Read it in Portuguese here.
Read it in Spanish here.

An unpublished research conducted by Instituto Elos reveals that 65% of the leaders connected to our work in Baixada Santista dedicate themselves daily to work in their territories. Additionally, 52% of the interviewed leaders do not receive professional psychological support. Considering this, we organized opportunities for exchange on the topic of mental health with partner territories. That’s what happened in Vila Esperança on June 24.

As you already know, Instituto Elos worked with residents in Vila Esperança over the last year, strengthening the development of collective dreams of transformation. One of the outcomes of this work was the renovation of the headquarters of the De Bem com Mangue Association. You can read the full story here. This time, the local leaders welcomed the group from “Mental Health and Care – sociocultural, ethical, and political aspects,” an extension project from the Federal University of São Paulo – UNIFESP.

The group of students got to know the new space and learned more about the activities planned for the second semester. One of the exchanges took place with Francisca, a young writer from Vila Esperança. She is only 10 years old and has just released her first book.

The extension project seeks to promote spaces for exchange and discussions with territorial leaders about the practice of care in various layers of life. This theme is even more urgent for those who take care of so many others, such as community leaders. For this reason, they gathered the people in a circle and sought to name the topic based on the experiences and lived realities present there.

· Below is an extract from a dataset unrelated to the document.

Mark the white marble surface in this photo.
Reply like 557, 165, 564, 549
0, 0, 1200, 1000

Juliana Gomides, one of the team members who closely accompanied Vila Esperança in recent months, summarizes one of the significant learnings of the day: “The conversation was incredible, and we realized that, in practice, caring here means living in community,” she says.

“The experience of getting to know the space and the different areas of action was incredible, enriching, and inspiring,” says Luiza Escardovelli, a student who is part of the extension group. She was particularly moved by something she heard amidst the ongoing conversations.

“One of the participants in the circle shared a phrase that is still echoing in me: ‘We are families that take care of families.’ This showed me the common and strengthened power of communities,” she reveals. Luiz also celebrates the presence of children throughout the meeting, as they, too, have to deal with many things at the same time. The meeting ended with a beautiful feijoada, shared by all the people in the circle.

Every year, at the end of each GSA Program, Instituto Elos provides follow-up and support to the territories that host the program. With an average duration of one year, during this time, local leaders have regular meetings with institutional facilitators who support various challenges.